What i would like to do is scan a disc or a drive (usb, main hdd, etc) for files and store its info in a db. Then i would search the db to a particular file to find where it is stored. Alternatively i cans search how old copys are for archiving reasons or if i have dupes of something and dont need to rearchive it or look for a dupe in the case i back it up purposely several times and one of my disc was scratch or drive was corrupted.
我想要做的是扫描光盘或驱动器(usb,主硬盘等)的文件并将其信息存储在数据库中。然后我将搜索数据库到特定文件以查找它的存储位置。或者,我可以搜索多少旧复制用于归档的原因,或者如果我有一些东西,并且不需要重新归档它或寻找一个欺骗,我故意多次备份它,我的一个光盘是划痕或驱动器已损坏。
Here is what i am thinking
这就是我的想法
os + fs flag (1 byte?) st_mode (even if not in Linux) 2bytes win32_attr (even if not on windows) 4bytes (this covers hiddent, dir vs file, locked, etc) file size (64bits) a/m/c time, 64bits. index/unique key as fileID
os + fs标志(1字节?)st_mode(即使不在Linux中)2bytes win32_attr(即使不在Windows上)4bytes(这包括hiddent,dir vs file,locked等)文件大小(64bits)a / m / c时间,64位。索引/唯一键作为fileID
Should i have the name as a variable length inside its own table looked up by its matching fileID? or should i have a 260 length filename in the db or should i have a variable length filename in the db?

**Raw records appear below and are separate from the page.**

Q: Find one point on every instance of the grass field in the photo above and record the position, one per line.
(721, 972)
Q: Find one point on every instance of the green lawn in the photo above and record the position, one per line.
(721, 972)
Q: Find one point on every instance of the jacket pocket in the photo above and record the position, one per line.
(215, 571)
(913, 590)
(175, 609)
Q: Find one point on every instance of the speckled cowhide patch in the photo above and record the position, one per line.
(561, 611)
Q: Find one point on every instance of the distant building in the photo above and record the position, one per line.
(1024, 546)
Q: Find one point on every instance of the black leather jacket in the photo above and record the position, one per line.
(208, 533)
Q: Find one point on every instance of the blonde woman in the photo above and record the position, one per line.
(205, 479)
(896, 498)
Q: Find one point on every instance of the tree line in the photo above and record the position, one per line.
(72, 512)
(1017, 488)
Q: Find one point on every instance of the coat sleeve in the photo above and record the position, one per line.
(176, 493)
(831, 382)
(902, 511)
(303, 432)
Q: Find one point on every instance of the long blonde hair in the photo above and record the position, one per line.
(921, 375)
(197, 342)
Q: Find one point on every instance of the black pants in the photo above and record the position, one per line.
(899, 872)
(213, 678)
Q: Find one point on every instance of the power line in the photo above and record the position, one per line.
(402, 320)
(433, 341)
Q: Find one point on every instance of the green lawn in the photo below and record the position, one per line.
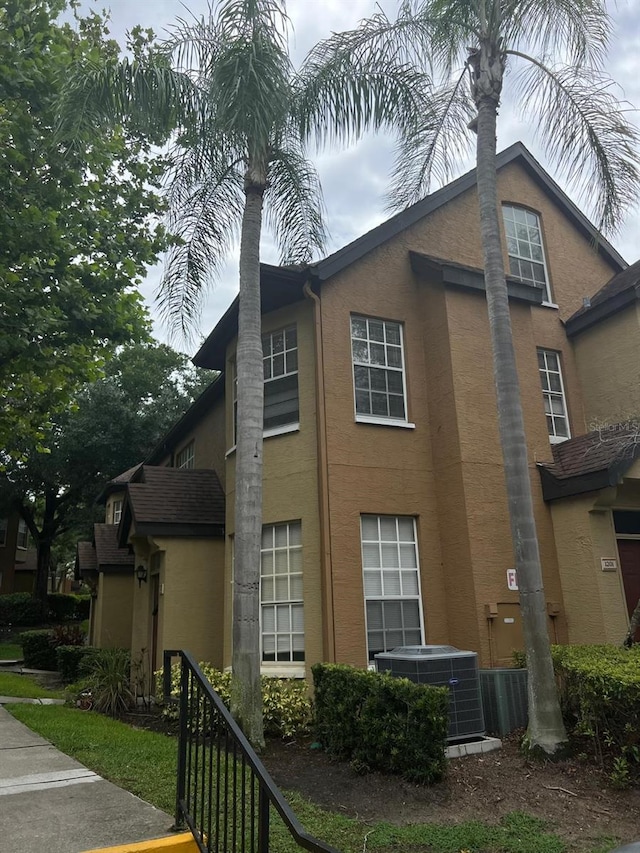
(10, 651)
(13, 684)
(145, 763)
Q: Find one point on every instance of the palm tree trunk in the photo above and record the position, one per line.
(246, 699)
(546, 729)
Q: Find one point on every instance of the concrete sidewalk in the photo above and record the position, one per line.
(50, 803)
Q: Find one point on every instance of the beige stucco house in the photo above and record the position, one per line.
(384, 512)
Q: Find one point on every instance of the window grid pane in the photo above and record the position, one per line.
(524, 247)
(282, 613)
(553, 394)
(378, 368)
(391, 583)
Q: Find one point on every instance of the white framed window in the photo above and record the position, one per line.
(281, 605)
(393, 605)
(378, 371)
(280, 370)
(185, 458)
(525, 249)
(555, 407)
(23, 534)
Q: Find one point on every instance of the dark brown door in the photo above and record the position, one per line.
(155, 602)
(629, 552)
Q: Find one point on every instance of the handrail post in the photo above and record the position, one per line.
(263, 820)
(182, 743)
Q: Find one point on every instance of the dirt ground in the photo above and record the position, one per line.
(572, 796)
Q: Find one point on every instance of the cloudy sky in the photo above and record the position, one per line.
(354, 181)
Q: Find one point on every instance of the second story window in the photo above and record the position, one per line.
(555, 406)
(117, 511)
(524, 247)
(378, 370)
(185, 458)
(23, 534)
(280, 370)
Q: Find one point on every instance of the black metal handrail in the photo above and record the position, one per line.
(224, 792)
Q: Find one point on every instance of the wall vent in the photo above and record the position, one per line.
(504, 699)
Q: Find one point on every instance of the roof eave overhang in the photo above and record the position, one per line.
(574, 326)
(279, 287)
(468, 278)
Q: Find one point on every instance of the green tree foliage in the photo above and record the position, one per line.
(113, 424)
(244, 116)
(76, 227)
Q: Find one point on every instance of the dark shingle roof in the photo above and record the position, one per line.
(616, 294)
(590, 462)
(175, 501)
(109, 554)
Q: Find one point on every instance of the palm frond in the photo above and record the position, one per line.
(293, 203)
(583, 128)
(206, 193)
(434, 148)
(576, 30)
(150, 97)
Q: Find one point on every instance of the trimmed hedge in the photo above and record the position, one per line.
(37, 650)
(380, 722)
(21, 608)
(71, 661)
(286, 707)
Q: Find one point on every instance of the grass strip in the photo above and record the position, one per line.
(145, 763)
(22, 686)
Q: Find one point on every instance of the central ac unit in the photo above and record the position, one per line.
(443, 666)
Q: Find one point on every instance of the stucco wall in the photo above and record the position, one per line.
(608, 360)
(290, 480)
(594, 600)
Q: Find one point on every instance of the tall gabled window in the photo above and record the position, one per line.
(378, 370)
(186, 457)
(391, 583)
(525, 249)
(555, 407)
(280, 370)
(23, 534)
(282, 610)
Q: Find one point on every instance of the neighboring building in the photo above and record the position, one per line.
(384, 511)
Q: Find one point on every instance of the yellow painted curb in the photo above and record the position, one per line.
(182, 843)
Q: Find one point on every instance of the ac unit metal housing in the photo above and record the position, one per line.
(443, 666)
(504, 699)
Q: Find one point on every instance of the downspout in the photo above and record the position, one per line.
(328, 629)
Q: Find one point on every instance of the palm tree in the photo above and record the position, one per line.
(469, 49)
(240, 115)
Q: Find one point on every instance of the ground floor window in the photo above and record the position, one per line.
(391, 583)
(282, 612)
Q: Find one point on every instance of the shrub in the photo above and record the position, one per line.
(107, 675)
(68, 608)
(37, 650)
(380, 722)
(286, 705)
(69, 659)
(599, 690)
(20, 608)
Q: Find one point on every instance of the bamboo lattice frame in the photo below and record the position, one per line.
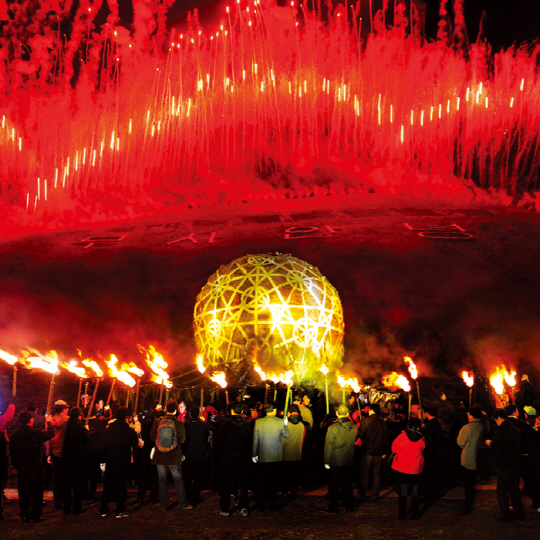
(278, 304)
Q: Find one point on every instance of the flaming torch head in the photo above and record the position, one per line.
(469, 379)
(412, 367)
(395, 380)
(219, 378)
(9, 358)
(200, 365)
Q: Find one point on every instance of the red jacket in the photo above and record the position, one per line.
(408, 447)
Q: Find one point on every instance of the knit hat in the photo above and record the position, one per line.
(531, 411)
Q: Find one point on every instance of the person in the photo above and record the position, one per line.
(434, 439)
(531, 485)
(268, 454)
(5, 419)
(56, 448)
(339, 459)
(195, 450)
(182, 411)
(25, 448)
(374, 436)
(292, 451)
(39, 420)
(469, 438)
(506, 442)
(409, 464)
(233, 452)
(116, 444)
(168, 434)
(75, 455)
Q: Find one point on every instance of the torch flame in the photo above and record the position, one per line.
(287, 377)
(396, 380)
(219, 377)
(412, 367)
(469, 379)
(93, 366)
(500, 376)
(158, 366)
(73, 368)
(120, 374)
(9, 358)
(48, 363)
(353, 383)
(200, 364)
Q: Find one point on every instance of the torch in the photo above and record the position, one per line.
(414, 374)
(398, 381)
(287, 379)
(158, 366)
(324, 369)
(469, 381)
(48, 363)
(12, 360)
(496, 381)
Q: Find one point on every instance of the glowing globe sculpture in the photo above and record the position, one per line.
(273, 309)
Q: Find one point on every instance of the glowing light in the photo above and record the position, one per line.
(157, 364)
(468, 378)
(396, 381)
(219, 378)
(9, 358)
(412, 367)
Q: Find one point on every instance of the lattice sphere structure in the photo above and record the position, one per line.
(272, 308)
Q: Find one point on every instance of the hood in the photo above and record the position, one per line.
(345, 424)
(294, 419)
(414, 436)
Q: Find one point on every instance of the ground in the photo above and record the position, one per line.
(303, 518)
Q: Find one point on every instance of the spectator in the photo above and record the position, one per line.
(339, 459)
(469, 439)
(233, 451)
(116, 444)
(168, 433)
(374, 436)
(25, 448)
(409, 464)
(506, 445)
(268, 453)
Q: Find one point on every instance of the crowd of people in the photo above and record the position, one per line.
(253, 454)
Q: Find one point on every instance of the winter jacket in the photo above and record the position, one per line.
(506, 441)
(292, 447)
(196, 444)
(409, 447)
(374, 435)
(75, 443)
(25, 446)
(339, 443)
(234, 441)
(267, 438)
(469, 439)
(116, 443)
(174, 457)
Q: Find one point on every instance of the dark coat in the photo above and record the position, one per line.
(174, 457)
(116, 443)
(234, 441)
(76, 442)
(339, 443)
(506, 442)
(374, 435)
(25, 446)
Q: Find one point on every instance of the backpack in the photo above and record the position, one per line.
(166, 435)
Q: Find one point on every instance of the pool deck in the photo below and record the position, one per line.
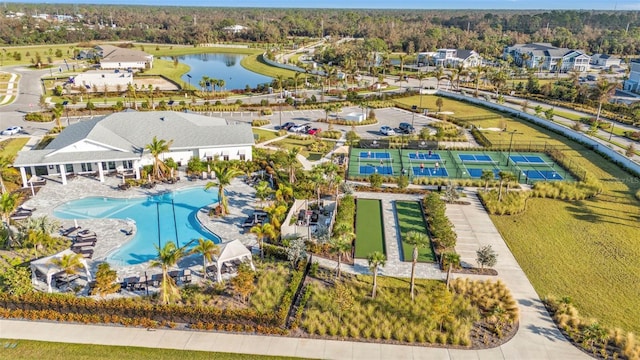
(241, 199)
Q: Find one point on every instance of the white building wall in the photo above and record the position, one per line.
(123, 65)
(233, 152)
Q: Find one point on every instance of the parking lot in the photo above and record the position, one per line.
(391, 117)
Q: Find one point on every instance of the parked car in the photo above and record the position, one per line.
(12, 130)
(287, 125)
(406, 128)
(386, 130)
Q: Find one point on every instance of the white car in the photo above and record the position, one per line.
(387, 130)
(12, 130)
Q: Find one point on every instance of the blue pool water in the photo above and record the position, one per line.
(151, 214)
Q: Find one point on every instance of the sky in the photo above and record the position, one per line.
(378, 4)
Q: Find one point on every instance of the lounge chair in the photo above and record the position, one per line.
(85, 234)
(86, 253)
(81, 244)
(68, 231)
(20, 215)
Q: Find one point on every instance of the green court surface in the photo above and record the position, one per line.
(369, 230)
(410, 218)
(448, 164)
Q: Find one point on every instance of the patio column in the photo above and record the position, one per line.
(23, 174)
(63, 174)
(136, 166)
(100, 172)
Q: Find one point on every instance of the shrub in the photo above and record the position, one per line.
(260, 122)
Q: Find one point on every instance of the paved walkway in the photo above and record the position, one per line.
(537, 337)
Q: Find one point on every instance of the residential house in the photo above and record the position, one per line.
(113, 57)
(450, 58)
(604, 60)
(116, 144)
(633, 83)
(544, 56)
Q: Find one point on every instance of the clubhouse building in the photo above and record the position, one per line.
(116, 144)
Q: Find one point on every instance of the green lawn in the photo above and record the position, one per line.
(410, 218)
(26, 349)
(587, 249)
(256, 64)
(369, 230)
(265, 135)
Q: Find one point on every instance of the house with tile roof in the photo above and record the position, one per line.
(451, 58)
(545, 56)
(116, 144)
(113, 57)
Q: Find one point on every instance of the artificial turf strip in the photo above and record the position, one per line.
(410, 218)
(27, 349)
(369, 231)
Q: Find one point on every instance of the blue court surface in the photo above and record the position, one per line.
(517, 159)
(542, 175)
(374, 155)
(370, 169)
(475, 158)
(441, 172)
(477, 173)
(424, 156)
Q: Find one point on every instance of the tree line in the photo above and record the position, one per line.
(410, 31)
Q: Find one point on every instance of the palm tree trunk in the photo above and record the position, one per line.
(262, 247)
(448, 275)
(204, 267)
(413, 272)
(375, 282)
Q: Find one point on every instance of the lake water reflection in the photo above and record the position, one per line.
(220, 66)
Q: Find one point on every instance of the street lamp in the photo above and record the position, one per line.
(611, 132)
(513, 132)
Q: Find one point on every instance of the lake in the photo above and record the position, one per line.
(220, 66)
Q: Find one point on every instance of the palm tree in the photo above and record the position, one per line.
(504, 176)
(263, 190)
(341, 246)
(376, 259)
(8, 204)
(296, 77)
(6, 167)
(69, 263)
(262, 231)
(276, 215)
(559, 67)
(450, 260)
(208, 249)
(157, 148)
(438, 74)
(168, 256)
(291, 161)
(417, 240)
(224, 173)
(280, 80)
(602, 92)
(487, 175)
(57, 114)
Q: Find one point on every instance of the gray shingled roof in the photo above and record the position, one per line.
(127, 133)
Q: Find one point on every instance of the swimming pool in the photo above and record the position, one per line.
(160, 218)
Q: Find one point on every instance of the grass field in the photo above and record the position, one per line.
(586, 250)
(369, 230)
(410, 219)
(255, 63)
(265, 135)
(26, 349)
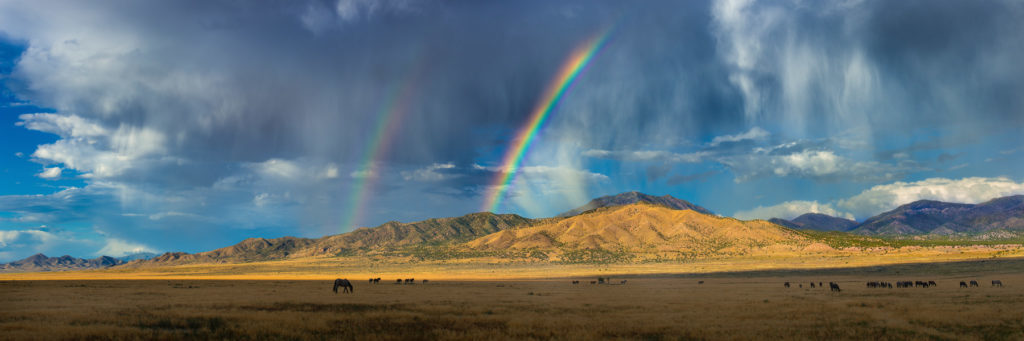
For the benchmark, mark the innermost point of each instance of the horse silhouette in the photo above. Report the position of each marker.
(347, 286)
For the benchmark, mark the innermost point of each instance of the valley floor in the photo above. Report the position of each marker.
(730, 305)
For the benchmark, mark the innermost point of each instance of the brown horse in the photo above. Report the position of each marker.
(347, 287)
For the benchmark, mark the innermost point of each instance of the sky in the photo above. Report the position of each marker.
(140, 126)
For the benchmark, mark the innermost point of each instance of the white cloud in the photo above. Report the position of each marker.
(754, 133)
(969, 190)
(162, 215)
(549, 171)
(331, 171)
(50, 173)
(119, 248)
(429, 173)
(887, 197)
(646, 156)
(92, 148)
(790, 210)
(815, 164)
(38, 239)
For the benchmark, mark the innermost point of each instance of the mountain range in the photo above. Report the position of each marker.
(926, 217)
(633, 198)
(630, 224)
(40, 262)
(816, 221)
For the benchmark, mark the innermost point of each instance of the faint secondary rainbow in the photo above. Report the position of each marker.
(389, 117)
(552, 96)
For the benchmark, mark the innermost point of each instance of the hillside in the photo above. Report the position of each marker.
(634, 198)
(645, 228)
(816, 221)
(386, 237)
(932, 217)
(40, 262)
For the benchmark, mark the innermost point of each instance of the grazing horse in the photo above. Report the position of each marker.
(347, 287)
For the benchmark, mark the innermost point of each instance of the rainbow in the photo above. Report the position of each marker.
(556, 89)
(396, 103)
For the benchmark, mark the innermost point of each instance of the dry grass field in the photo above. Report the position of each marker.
(727, 305)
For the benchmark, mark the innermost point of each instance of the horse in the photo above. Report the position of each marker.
(347, 287)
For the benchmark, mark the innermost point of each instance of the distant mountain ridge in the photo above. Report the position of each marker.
(634, 198)
(933, 217)
(40, 262)
(816, 221)
(623, 224)
(386, 237)
(644, 228)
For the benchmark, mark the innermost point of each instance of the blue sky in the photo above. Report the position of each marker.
(130, 126)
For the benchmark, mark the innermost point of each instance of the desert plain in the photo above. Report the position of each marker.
(727, 300)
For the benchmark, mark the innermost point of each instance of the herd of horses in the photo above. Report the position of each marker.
(834, 287)
(601, 281)
(347, 286)
(900, 284)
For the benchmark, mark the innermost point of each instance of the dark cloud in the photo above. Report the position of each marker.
(231, 119)
(680, 179)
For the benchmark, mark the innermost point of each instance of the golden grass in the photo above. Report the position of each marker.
(748, 305)
(497, 268)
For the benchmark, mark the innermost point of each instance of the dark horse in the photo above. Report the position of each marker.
(344, 284)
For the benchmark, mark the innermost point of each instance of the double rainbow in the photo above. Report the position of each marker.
(389, 117)
(556, 89)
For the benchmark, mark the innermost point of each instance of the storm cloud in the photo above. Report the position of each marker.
(244, 120)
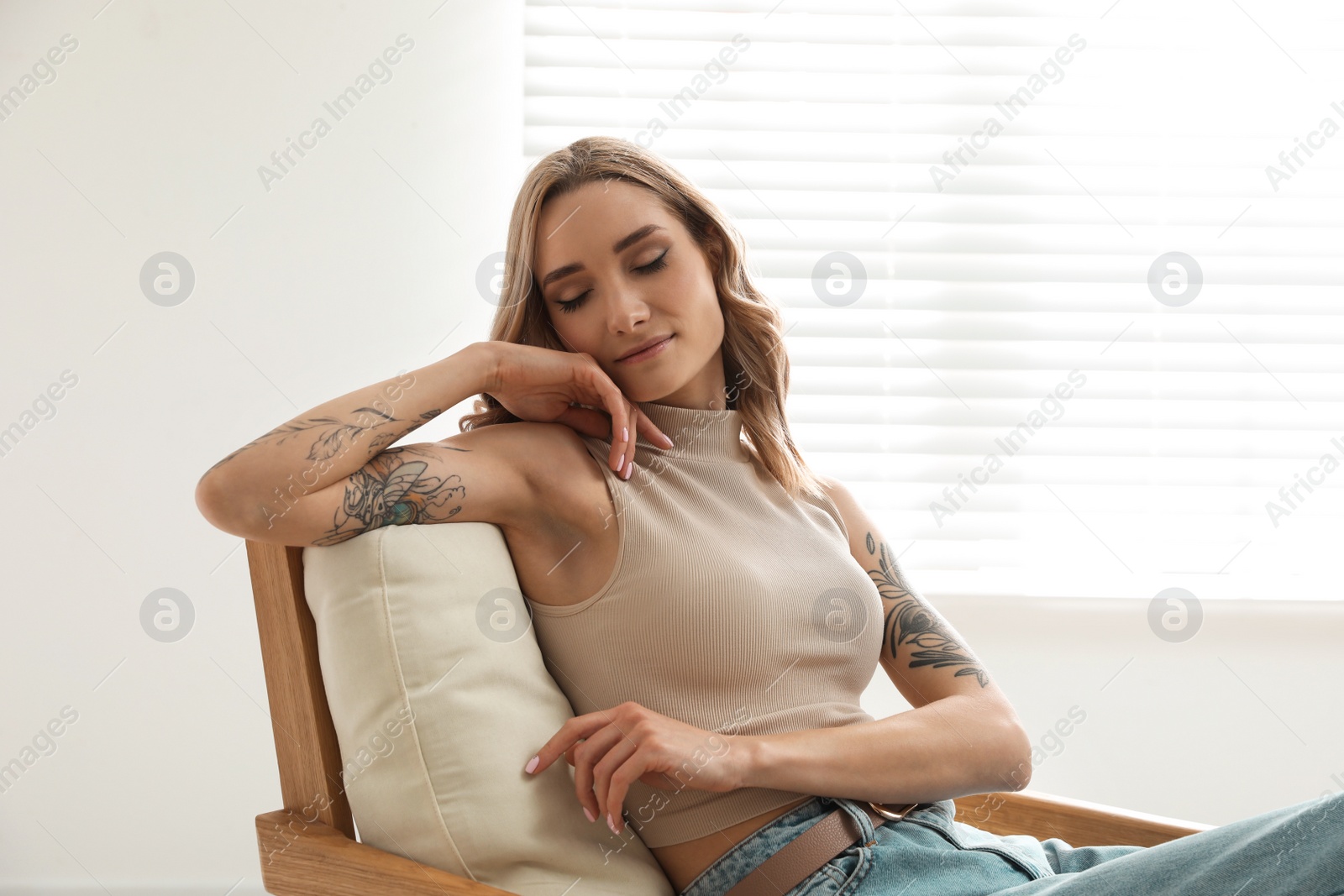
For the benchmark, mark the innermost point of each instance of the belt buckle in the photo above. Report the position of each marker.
(891, 815)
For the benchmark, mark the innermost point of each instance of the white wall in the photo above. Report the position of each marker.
(343, 273)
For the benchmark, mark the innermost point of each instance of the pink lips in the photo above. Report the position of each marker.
(649, 352)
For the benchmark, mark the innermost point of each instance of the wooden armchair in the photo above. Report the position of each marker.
(308, 848)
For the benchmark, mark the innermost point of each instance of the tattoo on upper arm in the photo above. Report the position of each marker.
(393, 490)
(911, 621)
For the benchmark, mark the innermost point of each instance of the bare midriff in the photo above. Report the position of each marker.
(683, 862)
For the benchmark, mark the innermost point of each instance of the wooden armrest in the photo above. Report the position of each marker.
(312, 859)
(1074, 821)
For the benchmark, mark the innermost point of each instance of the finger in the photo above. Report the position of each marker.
(615, 403)
(633, 412)
(573, 731)
(586, 757)
(618, 768)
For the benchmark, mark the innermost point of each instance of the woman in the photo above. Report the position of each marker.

我应该将名称作为变量长度在其自己的表中由其匹配的fileID查找吗?或者我应该在数据库中有260长度的文件名,或者我应该在数据库中有一个可变长度的文件名?
Then i have blobs of XYZ bits required for my checksum (md5, sha1, sha512, etc, one blob for each) in a checksum/hash table looked up by fileID.
然后我在我的校验和(md5,sha1,sha512等,每个一个blob)所需的XYZ位blob中查找由fileID查询的校验和/哈希表。
I was thinking my hash table should have fileID (int which is same length as index?), hashType (int), hashValue(varchar).
我在想我的哈希表应该有fileID(int与索引的长度相同?),hashType(int),hashValue(varchar)。
1 个解决方案
#1
put the filename as a varchar in the file table, at least varchar[ 1024 ], windows has a limit on total path length in some OS combos, similar to ISO CD/DVDs.
将文件名作为varchar放在文件表中,至少是varchar [1024],windows对某些OS组合中的总路径长度有限制,类似于ISO CD / DVD。
put the hashes in a association table like:
将哈希值放在关联表中,如:
Hash
{
fileId int,
hash_type int, -- or enum
hash varchar[ 255 ], -- or largest hashtype
PK ( fileId, hash_type ),
index( fileID ),
}
so you can add new hash types later and allows you to not support all hash types, for all files.
因此,您可以稍后添加新的哈希类型,并允许您不支持所有文件的所有哈希类型。
#1
put the filename as a varchar in the file table, at least varchar[ 1024 ], windows has a limit on total path length in some OS combos, similar to ISO CD/DVDs.
将文件名作为varchar放在文件表中,至少是varchar [1024],windows对某些OS组合中的总路径长度有限制,类似于ISO CD / DVD。
put the hashes in a association table like:
将哈希值放在关联表中,如:
Hash
{
fileId int,
hash_type int, -- or enum
hash varchar[ 255 ], -- or largest hashtype
PK ( fileId, hash_type ),
index( fileID ),
}
so you can add new hash types later and allows you to not support all hash types, for all files.
因此,您可以稍后添加新的哈希类型,并允许您不支持所有文件的所有哈希类型。